Health-safe water is the basis of a healthy life and is one of the priorities in primary health care. Water safety involves microbiological, physicochemical and radiologically clean water, a sufficient amount of water and continuous delivery. Due to the great epidemiological importance of water, whose impact is immediate and through which various infectious diseases can be transmitted harmful and dangerous chemicals can be introduced, it is necessary, in order to protect human health, to control the safety of drinking water. The aim of this study was to determine the microbiological safety of water used for watering animals, as well as in the food industry. Based on data collected from year 2015 to 2017, 26.20% water samples did not meet requirements defined by Regulation on hygienic quality of drinking water.
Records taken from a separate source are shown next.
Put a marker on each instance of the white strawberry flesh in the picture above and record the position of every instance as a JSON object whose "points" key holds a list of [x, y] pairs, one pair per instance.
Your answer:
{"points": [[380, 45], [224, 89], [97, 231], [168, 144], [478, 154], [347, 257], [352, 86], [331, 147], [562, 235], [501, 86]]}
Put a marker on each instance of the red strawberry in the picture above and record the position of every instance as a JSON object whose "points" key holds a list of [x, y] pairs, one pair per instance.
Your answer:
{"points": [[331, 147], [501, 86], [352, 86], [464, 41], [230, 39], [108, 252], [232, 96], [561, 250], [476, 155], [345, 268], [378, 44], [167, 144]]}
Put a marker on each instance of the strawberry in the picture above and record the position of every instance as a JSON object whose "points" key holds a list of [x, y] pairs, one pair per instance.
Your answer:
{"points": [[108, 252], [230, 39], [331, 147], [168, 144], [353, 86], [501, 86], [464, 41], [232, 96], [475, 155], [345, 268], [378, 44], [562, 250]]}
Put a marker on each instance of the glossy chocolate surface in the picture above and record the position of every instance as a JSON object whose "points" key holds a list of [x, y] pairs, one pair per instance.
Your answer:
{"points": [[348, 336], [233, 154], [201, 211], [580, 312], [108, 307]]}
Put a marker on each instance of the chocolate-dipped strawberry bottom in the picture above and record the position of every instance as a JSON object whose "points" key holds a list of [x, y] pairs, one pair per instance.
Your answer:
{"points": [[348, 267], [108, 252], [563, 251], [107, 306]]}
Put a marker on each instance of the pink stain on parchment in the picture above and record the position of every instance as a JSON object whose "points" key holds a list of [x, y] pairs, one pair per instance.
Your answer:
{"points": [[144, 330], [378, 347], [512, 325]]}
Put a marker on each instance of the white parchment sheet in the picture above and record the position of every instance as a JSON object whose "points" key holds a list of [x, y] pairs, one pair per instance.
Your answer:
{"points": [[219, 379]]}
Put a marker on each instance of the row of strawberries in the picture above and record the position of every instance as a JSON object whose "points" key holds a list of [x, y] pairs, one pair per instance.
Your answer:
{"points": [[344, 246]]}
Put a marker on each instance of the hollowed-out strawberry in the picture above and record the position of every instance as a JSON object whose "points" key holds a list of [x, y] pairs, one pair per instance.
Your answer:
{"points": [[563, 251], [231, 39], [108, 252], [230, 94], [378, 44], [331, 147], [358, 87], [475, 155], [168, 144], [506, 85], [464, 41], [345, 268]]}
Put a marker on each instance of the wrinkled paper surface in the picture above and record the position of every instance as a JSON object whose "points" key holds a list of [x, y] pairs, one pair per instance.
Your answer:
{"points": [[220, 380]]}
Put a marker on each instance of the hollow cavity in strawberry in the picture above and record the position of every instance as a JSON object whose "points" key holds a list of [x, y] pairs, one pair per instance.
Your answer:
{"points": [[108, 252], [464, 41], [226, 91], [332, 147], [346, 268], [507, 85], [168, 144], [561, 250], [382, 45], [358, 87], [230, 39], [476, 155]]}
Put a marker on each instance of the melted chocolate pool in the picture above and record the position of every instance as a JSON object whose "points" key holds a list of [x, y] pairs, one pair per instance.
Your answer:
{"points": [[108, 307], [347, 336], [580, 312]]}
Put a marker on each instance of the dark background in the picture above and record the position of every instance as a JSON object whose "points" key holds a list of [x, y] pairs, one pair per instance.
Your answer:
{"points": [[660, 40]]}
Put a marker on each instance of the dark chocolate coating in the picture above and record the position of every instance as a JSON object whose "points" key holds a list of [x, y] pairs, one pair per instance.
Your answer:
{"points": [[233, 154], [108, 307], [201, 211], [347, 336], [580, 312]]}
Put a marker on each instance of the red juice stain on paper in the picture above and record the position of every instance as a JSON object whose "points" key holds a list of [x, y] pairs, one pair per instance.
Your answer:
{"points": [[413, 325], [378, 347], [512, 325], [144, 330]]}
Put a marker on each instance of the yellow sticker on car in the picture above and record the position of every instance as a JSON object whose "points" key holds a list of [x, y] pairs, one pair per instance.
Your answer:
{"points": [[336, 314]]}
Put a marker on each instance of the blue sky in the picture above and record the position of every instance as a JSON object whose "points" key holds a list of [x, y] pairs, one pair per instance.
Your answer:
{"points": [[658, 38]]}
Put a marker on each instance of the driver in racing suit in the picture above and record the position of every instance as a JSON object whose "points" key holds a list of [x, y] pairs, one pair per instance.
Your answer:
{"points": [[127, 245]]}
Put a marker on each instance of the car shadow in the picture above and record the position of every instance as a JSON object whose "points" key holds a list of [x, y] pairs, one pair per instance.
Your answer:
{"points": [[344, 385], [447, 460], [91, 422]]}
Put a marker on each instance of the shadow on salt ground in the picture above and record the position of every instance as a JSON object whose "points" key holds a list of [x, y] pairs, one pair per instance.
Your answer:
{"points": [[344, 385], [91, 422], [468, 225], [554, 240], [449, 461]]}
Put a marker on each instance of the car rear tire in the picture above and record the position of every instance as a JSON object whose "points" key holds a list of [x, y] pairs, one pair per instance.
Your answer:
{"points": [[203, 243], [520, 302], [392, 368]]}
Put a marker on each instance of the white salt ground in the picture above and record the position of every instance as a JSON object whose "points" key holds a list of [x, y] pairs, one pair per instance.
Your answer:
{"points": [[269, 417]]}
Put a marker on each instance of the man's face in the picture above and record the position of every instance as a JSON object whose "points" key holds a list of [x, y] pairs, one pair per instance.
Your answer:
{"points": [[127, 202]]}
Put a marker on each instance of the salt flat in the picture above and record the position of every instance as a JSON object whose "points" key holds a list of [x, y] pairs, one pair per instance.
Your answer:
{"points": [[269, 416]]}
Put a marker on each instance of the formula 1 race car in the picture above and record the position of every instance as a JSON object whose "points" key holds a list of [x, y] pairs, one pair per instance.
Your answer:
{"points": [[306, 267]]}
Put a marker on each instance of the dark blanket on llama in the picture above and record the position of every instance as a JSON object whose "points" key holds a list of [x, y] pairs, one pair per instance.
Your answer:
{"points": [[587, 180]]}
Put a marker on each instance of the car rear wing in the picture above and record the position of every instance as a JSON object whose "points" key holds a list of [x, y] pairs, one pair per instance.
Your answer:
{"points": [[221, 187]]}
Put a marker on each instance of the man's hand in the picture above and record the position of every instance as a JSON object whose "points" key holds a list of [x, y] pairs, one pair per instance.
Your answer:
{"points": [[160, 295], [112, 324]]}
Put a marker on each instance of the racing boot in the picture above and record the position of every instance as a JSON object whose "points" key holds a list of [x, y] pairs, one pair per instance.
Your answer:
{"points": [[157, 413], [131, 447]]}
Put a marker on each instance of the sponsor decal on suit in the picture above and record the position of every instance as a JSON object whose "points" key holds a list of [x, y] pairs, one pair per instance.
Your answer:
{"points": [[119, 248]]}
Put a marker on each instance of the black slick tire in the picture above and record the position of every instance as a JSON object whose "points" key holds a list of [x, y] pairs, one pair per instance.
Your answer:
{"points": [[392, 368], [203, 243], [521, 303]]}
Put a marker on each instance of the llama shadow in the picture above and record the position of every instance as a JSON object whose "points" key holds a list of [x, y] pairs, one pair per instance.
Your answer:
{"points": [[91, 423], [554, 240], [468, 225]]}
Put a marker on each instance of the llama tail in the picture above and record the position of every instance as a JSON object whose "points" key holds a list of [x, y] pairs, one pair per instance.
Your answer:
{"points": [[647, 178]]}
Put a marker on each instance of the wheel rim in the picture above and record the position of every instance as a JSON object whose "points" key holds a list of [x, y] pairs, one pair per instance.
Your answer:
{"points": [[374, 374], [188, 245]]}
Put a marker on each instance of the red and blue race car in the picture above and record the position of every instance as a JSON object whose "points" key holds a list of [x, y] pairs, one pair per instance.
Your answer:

The greatest number of samples was unsatisfactory due to an increased number of microorganisms at the temperatures of 22°C (63.40%) and 37°C (54.90%), and when it comes to pathogenic microorganisms due to the presence of intestinal enterococci (58.80%). The lowest risk of the presence of coliforms and E. coli is in the water from the water supplying network, while it's much higher presence is in wells and in the water from the wellspring. The presence of intestinal enterococci is significant in all three types of drinking water, while the presence of sulphite-reducing clostridia was observed only in the wellspring water.